My terrible singing seems to be working. First, his back straightens a bit; he’s not hunched so far over his food. Then he slows down from fast shoveling to normal eating.
Although his back is mostly between me and his food, I can see the plates and his hands. When he moves to eat the cake, I gently tell him, “That’s dessert. Most people save that for last.” I see him politely set the cake back down and finish everything else.
“You’re still way too thin, but it looks like you’ve put on a bit of weight. I hope they’ve been feeding you regularly.” I figure he’s calmed enough I can talk to him instead of continuing to repeat the old song. “I want to apologize for not visiting sooner.

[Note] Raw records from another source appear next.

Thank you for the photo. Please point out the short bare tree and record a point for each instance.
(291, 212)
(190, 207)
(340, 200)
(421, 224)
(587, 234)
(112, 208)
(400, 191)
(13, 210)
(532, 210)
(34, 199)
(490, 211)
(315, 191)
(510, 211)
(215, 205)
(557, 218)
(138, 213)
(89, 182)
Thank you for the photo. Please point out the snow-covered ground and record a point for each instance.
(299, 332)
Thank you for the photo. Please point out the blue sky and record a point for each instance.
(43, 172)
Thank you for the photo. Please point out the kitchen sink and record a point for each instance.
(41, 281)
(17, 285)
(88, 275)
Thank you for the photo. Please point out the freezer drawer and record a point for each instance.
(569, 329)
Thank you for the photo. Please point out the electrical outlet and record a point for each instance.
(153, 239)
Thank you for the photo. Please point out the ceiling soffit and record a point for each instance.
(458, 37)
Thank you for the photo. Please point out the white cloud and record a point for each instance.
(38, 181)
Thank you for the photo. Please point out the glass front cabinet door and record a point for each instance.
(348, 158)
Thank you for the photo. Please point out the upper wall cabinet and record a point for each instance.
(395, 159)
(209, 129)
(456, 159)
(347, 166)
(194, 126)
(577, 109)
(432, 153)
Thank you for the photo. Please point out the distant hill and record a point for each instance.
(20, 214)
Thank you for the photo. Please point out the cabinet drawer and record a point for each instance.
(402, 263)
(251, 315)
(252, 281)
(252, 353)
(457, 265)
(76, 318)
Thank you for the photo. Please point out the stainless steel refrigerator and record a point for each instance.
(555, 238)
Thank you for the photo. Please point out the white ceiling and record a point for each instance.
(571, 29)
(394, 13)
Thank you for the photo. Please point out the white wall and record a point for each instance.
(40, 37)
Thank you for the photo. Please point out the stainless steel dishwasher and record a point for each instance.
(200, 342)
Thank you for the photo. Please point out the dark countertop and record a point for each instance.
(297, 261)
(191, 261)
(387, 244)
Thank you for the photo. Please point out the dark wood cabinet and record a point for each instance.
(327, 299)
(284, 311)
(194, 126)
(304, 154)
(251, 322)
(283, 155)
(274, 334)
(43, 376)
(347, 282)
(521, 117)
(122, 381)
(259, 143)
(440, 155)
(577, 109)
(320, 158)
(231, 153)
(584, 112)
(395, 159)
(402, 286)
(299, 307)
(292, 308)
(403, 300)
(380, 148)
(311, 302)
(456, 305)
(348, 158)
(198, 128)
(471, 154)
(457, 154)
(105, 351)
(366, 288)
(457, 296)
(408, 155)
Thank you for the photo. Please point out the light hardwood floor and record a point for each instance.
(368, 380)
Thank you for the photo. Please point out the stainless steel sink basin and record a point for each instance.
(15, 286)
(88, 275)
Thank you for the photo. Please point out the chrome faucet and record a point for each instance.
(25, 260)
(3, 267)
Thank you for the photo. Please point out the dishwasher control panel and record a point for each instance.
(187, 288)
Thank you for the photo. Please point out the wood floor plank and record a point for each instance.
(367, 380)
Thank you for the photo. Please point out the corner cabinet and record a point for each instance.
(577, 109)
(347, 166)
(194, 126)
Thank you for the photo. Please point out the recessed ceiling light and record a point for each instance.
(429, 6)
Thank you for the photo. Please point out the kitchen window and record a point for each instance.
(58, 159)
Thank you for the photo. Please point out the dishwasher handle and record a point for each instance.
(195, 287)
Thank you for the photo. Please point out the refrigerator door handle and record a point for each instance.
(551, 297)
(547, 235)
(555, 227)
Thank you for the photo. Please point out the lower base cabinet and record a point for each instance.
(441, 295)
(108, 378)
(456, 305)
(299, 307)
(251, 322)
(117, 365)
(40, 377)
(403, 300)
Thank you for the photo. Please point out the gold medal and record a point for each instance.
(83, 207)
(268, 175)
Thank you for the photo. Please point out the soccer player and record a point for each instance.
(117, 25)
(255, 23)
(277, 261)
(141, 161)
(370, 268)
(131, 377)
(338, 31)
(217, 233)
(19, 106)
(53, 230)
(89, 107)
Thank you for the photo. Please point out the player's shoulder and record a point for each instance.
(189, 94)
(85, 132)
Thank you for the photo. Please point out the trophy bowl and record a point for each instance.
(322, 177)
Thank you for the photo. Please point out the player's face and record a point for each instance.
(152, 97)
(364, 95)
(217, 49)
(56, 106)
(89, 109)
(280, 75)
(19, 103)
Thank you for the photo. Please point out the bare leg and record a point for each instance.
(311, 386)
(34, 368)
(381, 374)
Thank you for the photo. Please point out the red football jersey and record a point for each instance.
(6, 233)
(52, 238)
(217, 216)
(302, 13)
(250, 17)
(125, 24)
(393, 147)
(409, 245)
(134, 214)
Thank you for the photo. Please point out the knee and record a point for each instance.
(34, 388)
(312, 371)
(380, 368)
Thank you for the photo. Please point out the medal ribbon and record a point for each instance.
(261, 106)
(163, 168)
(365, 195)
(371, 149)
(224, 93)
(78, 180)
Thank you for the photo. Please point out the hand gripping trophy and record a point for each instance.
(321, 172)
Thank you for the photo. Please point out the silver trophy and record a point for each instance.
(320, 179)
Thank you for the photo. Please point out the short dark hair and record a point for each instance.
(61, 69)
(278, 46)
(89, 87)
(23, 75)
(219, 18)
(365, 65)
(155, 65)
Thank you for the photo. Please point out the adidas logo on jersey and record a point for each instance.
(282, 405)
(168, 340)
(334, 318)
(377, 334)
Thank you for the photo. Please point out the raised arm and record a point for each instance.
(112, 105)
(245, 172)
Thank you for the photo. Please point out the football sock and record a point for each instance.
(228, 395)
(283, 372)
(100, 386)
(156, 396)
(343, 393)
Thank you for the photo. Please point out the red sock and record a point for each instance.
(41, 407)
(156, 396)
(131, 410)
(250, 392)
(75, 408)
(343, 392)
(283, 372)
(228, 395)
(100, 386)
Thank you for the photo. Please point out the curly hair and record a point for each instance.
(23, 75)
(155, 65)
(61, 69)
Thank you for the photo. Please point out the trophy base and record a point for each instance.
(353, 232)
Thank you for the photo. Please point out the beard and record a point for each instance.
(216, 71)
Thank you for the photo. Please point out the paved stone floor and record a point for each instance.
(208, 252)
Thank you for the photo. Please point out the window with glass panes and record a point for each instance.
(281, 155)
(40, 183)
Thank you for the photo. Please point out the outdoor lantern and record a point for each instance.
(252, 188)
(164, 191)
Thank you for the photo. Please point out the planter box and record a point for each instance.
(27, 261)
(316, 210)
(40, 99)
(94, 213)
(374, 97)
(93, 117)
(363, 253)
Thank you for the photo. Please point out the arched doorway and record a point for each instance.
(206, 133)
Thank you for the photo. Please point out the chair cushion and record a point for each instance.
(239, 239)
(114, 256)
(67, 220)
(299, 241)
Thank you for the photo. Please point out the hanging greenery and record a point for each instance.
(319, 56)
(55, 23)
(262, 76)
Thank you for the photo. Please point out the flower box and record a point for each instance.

I’ve been preoccupied.”
“With your mates?” he asks, his tone deep and gruff.
“How’d you…?” I guess he’s smart enough to have picked that up from our behavior during that frantic run on Fairea. “Yes. The gold one was hit by shrapnel, like you.”
“But he got sick from it,” he offers.
“Yeah, it made him sick and it severed his spinal cord. He’s…dying.”
Oh my God, did I just say that? Did I just admit that out loud? Tears spring to my eyes, but I tighten my jaw and try to pull myself together.
“Oh. Sorry.” He turns a few degrees my way. I can see his profile. I’m not certain he can see me through the shaggy curtain of his snarled hair.
“I’m sorry,” I say, trying to pull myself back into the here and now, “I shouldn’t have dragged you here. I wanted to save your life. I didn’t really think it through, though. I didn’t really believe you’d wind up in this cell. I guess I should have left you on Fairea.”
“I’d be dead there,” his voice sounds so hollow, so resigned.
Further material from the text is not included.